C'est qu'en plus de chanter divinement bien, Silje parsème l'album de textes doux-amers particulièrement à propos. La partie vocale de l'album est donc une franche réussite. Mais une fois cette performance saluée, il reste à rendre à César ce qui lui appartient : Disclosure est bourré d'excellentes compositions. Le duo d'ouverture, notamment, fait mouche. Le départ trip-hop de "Paper Waves", déjà cité, aux notes qui tombent comme une pluie normande, cède place à un mélange de cuivre et de rock atmosphérique teinté d'arrangements électroniques sur "Meltdown", morceau aux multiples facettes sur lequel une exceptionnelle voix masculine se fait entendre. The Gathering explore et approfondit un style personnel et hypnotique qui rappelle certainement Portishead. Les arrangements électroniques, subtils, se taillent quant à eux une belle place dans les compositions et Souvenirs, l'album, n'est jamais bien loin. Exemple marquant du savoir faire accumulé au fil des ans, "Heroes For Ghosts", du haut de ses dix minutes, captive par son ambiance fantomatique oscillant entre langueur et tension. Un des meilleurs titres du groupe? Peut-être bien. En tout cas, une très belle pièce. Mais tout est-il si parfait ? Histoire de râler (question de principe), on pourrait tout de même reprocher à "I Can See Four Miles" d'être moins touchant en raison d'un final un brin débridé et peut-être un peu longuet.

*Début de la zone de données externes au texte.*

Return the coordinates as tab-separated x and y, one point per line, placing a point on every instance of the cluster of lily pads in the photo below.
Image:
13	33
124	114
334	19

Les guitares, elles, restent en retrait sur ce Disclosure. L'aspect rock mis en avant sur l'album précédent est cette fois globalement mis en retrait au profit d'un climat apaisé et lancinant. Plutôt qu'une simple collection de titres, Disclosure se veut un album à part entière et, mis à part la voix et les cuivres, rien ne se démarque particulièrement. Mais ne pas se démarquer ne constitue pas pour autant un signe de faiblesse de la part des autres participants. Seulement, là où certains enchaînent les plans alambiqués afin d'en mettre plein la vue, The Gathering prend le parti de tisser une ambiance, un contexte. Et si on sent bien que rien n'est laissé au hasard dans ce fourmillement musical mis en valeur par une production d'une absolue limpidité, la musique n'en devient pas cérébrale pour autant. Disclosure se ressent avant de se réfléchir. Prenez "Missing Seasons", une jolie ballade qui aurait pu être classique et convenue chez un autre groupe : ici, elle est sublimée par le talent des protagonistes. Et que dire de la paire "Gemini", au thème mélodique d'abord riche en détails sur la première partie puis repris et redécouvert dans une version épurée sur la seconde partie du diptyque. Simple mais efficace, ce procédé dévoile un groupe mûr et sur de lui.
Hypnotique. Sensuel. Captivant. Ces trois termes résument tout le bien que je pense de Disclosure. Album à l'identité très marquée, celui-ci se révèle être une véritable surprise de la part d'un groupe qui, pourtant, n'a jamais réellement déçu. Après le difficile cap du changement de personnel, les membres de The Gathering parviennent à renouer avec une certaine magie qu'eux seuls semblent maîtriser . Comme le vin, comme Anathema, The Gathering ne cesse de se bonifier avec le temps. Et on en redemande.